At the end of the 2009 season, the Packers punted the ball 60 times. In 40 return attempts, they allowed opponents 403 total punt return yards, which ranked as 27th in the league. Additionally, Packers special teams coverage allowed 10.1 yards per return, which was tied for 24th in the NFL.

If those stats do not explain their deficiency then Kapinos’ net return per punt of 34.7 yards will do that. His net punt returned finished tied for the worst in the league with New England’s punter Chris Hanson.

Look and compare the same categories between the Eagles and Packers. The Eagles coverage finished third in the league by giving up a mere 5.9 yards per return on 39 attempts (229 yards). Punter Sav Rocca finished in the middle of the pack with a 38.3 net return average per punt. That extra five yards could be huge difference in the outcome of the game if it comes down to a battle of field position.

If the Eagles expect to have a realistic chance at beating the Packers then they will need their superstar punter to step his game up. This is an obvious weakness and flaw in the Packers that Jackson must be able to exploit it.

Still, Jackson is not the only player that must be a force on special teams. Expected kickoff return man and starting cornerback Ellis Hobbs has to have a huge game. The Packers punt coverage is a glaring weakness, but their kickoff return coverage is also very generous.

Last season, the Packers scored at an alarming pace just like the Eagles, so they got a ton of practice on kickoff coverage. In fact, the Packers had 81 kickoffs and the Eagles had 80.

Nevertheless, the Packers finished 29th in the league by giving 1,824 total kickoff return yards. Furthermore, the Packers kickoff coverage constantly permitted opponents to start with good or decent field position due to their 22.8 yards per return average; ranked 18th in the NFL. Meanwhile the Eagles have their own set of problems as finished 30th in the league by allowing 1,907 total kickoff return yards. Head coach Andy Reid is hopeful that new Special Teams Coordinator Bobby April can fix this area of concern.

One of the main reasons that the Eagles were intrigued and eventually acquired Hobbs was due to his amazing return skills. In the 2008 season, the Eagles finished 19th in the league with a 23.5 yards per return. Moreover, Quintin Demps managed to wiggle his way up the field for an average of 25.3 yards per kick return, but they still thought they could get better and he was trusted into the starting free safety role.
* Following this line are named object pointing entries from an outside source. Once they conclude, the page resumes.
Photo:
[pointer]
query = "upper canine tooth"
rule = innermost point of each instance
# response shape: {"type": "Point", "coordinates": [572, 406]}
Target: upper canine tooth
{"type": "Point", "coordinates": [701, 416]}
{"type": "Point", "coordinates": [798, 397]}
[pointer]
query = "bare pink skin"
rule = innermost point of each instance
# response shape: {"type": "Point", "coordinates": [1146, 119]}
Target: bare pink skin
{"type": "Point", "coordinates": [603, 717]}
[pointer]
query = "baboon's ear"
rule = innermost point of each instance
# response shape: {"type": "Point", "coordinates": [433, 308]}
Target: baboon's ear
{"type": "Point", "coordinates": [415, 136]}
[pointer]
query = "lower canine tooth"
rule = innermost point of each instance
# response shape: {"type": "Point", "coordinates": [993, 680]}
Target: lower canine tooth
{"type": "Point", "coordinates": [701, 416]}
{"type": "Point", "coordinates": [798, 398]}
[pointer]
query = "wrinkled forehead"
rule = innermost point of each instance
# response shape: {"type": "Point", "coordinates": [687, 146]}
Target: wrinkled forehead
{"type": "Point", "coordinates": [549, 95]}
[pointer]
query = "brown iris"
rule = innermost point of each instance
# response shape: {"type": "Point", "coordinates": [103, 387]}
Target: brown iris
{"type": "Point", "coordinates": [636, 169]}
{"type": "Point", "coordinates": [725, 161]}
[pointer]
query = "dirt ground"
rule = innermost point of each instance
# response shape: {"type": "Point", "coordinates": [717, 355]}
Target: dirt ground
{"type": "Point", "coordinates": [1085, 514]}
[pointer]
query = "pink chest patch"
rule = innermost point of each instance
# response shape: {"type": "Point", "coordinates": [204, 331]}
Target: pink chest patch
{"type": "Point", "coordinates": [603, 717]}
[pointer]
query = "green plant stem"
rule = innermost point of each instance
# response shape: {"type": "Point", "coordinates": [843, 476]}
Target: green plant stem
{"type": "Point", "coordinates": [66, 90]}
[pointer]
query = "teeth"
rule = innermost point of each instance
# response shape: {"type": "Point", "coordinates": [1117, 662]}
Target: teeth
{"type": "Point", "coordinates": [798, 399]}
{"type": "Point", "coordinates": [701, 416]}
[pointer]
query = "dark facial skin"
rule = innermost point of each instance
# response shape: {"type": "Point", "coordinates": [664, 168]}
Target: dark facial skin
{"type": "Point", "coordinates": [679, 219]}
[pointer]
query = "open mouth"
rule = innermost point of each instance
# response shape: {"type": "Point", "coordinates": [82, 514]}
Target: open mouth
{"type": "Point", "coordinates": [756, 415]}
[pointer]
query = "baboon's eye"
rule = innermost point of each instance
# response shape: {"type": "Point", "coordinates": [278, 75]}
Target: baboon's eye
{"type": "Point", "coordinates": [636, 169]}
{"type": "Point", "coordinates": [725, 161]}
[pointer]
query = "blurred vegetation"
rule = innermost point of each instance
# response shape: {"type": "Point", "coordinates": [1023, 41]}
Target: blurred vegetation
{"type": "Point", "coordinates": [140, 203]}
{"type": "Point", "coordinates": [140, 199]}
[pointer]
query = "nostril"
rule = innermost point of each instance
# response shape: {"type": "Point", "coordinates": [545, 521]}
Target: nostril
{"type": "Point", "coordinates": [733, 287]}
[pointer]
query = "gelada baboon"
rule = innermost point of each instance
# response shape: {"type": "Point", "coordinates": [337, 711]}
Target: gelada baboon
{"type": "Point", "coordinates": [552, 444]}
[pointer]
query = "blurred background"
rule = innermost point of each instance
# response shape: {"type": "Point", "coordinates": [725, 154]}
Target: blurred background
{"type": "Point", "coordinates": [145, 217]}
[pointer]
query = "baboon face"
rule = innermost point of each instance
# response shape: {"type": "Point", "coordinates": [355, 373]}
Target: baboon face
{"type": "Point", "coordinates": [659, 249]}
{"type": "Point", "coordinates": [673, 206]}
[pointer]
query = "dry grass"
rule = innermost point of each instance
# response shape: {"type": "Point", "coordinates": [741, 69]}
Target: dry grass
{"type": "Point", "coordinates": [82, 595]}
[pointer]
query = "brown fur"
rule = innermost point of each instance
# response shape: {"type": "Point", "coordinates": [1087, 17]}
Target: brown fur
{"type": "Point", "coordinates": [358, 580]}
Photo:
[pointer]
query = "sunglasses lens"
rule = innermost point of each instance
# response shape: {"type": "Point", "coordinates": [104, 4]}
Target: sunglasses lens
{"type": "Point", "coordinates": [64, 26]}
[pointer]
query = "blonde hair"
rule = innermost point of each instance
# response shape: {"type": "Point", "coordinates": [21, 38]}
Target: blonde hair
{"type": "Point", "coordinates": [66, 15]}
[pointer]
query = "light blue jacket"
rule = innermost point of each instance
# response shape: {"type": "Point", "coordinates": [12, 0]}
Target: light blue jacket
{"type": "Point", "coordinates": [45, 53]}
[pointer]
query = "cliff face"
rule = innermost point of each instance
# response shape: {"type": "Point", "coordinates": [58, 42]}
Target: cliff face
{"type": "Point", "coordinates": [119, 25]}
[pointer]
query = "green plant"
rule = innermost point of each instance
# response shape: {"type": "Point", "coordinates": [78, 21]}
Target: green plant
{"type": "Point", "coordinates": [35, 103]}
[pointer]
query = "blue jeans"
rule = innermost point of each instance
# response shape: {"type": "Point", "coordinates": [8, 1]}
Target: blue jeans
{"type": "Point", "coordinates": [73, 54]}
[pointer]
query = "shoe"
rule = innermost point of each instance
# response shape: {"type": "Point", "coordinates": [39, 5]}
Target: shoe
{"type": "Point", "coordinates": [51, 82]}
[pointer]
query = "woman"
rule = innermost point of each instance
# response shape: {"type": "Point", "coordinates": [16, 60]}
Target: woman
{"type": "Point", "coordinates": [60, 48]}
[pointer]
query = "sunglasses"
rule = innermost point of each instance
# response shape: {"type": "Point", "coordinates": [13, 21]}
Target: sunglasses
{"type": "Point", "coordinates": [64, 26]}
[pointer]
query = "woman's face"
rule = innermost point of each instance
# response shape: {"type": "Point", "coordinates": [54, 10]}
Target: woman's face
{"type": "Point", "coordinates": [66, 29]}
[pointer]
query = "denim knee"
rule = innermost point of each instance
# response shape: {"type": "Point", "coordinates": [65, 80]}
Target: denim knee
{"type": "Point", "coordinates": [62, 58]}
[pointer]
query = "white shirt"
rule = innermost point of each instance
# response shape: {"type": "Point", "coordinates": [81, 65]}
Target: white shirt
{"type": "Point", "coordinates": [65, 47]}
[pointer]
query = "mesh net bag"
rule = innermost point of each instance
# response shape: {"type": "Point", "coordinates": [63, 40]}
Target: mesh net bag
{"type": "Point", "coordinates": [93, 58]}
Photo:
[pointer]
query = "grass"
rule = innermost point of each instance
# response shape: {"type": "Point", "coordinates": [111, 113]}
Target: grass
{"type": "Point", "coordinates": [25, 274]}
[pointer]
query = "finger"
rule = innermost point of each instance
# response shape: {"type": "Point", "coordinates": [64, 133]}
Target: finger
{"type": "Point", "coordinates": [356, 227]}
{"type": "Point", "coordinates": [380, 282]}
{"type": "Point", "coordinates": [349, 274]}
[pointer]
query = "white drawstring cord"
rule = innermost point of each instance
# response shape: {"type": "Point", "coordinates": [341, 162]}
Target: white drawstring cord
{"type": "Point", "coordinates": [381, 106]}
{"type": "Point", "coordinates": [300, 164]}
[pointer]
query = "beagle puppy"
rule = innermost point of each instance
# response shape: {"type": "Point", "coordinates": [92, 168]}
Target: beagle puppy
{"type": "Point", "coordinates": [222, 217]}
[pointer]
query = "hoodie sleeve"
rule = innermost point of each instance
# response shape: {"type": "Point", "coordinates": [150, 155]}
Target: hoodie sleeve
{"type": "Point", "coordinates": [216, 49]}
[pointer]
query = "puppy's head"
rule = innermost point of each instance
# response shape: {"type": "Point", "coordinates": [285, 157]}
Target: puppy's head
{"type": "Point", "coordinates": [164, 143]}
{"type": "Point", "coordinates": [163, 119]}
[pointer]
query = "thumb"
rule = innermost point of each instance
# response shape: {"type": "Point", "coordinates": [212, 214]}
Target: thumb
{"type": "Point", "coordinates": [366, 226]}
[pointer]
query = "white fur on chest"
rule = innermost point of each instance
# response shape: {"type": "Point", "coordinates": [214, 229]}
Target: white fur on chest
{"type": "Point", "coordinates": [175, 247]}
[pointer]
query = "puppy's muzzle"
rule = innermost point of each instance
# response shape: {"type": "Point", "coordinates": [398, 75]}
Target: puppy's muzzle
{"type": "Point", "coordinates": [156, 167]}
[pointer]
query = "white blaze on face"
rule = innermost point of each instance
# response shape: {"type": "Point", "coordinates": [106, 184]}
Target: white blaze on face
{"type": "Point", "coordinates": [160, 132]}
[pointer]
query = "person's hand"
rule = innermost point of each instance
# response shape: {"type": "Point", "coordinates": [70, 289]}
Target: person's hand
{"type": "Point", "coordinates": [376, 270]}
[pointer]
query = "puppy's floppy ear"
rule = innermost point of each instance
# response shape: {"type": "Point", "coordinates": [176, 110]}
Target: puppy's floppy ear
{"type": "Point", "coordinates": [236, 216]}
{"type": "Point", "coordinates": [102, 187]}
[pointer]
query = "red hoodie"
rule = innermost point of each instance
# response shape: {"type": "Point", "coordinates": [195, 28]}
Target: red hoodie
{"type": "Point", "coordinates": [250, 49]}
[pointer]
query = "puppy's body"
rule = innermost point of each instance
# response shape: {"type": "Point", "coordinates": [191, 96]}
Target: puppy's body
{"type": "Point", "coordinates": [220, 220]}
When the Eagles sent a fifth-round pick to the New England Patriots for Hobbs during the 2009 NFL Draft, they believed they were receiving the second-ranked kickoff returner from 2008 and the seventh in 2007. In ’08, Hobbs returned a kick 95 yards for a touchdown and was second in the league with a 28.5 yard per kickoff return. The previous season (2007), Hobbs averaged 26 yards per kickoff and had a 108-yard touchdown return.

In just nine games in ’09, Hobbs had 20 opportunities as the Eagles’ main kickoff returner. He did not take advantage of those opportunities as he failed to take a kickoff down the sidelines for a touchdown (first time in his three years as a returner). In addition, he ranked 19th in the NFL with a 24.1 yards per return. While the league’s best (Tampa Bay’s Clifton Smith at 29.1 yards) was only five yards better than him, those five yards can be the difference of being in field goal range or even setting up a touchdown.

Of course, Hobbs had a down year if you comparing his previous two seasons with the Patriots to his half season with the Eagles. Despite his decline in numbers, there are no reasons to suggest that Hobbs cannot once again be a elite kickoff returner and deliver close to or even better than his career average of 27.3 yards per kickoff return before arriving in Philadelphia.

As the analysts and experts breakdown the anticipated Eagles versus Packers matchup over the next couple days, special teams might be mentioned for a brief second or in passing. Nonetheless, it could be Hobbs and Jackson’s knack of changing the game without either the offense or defense being on the field that might have the Eagles soaring after week one.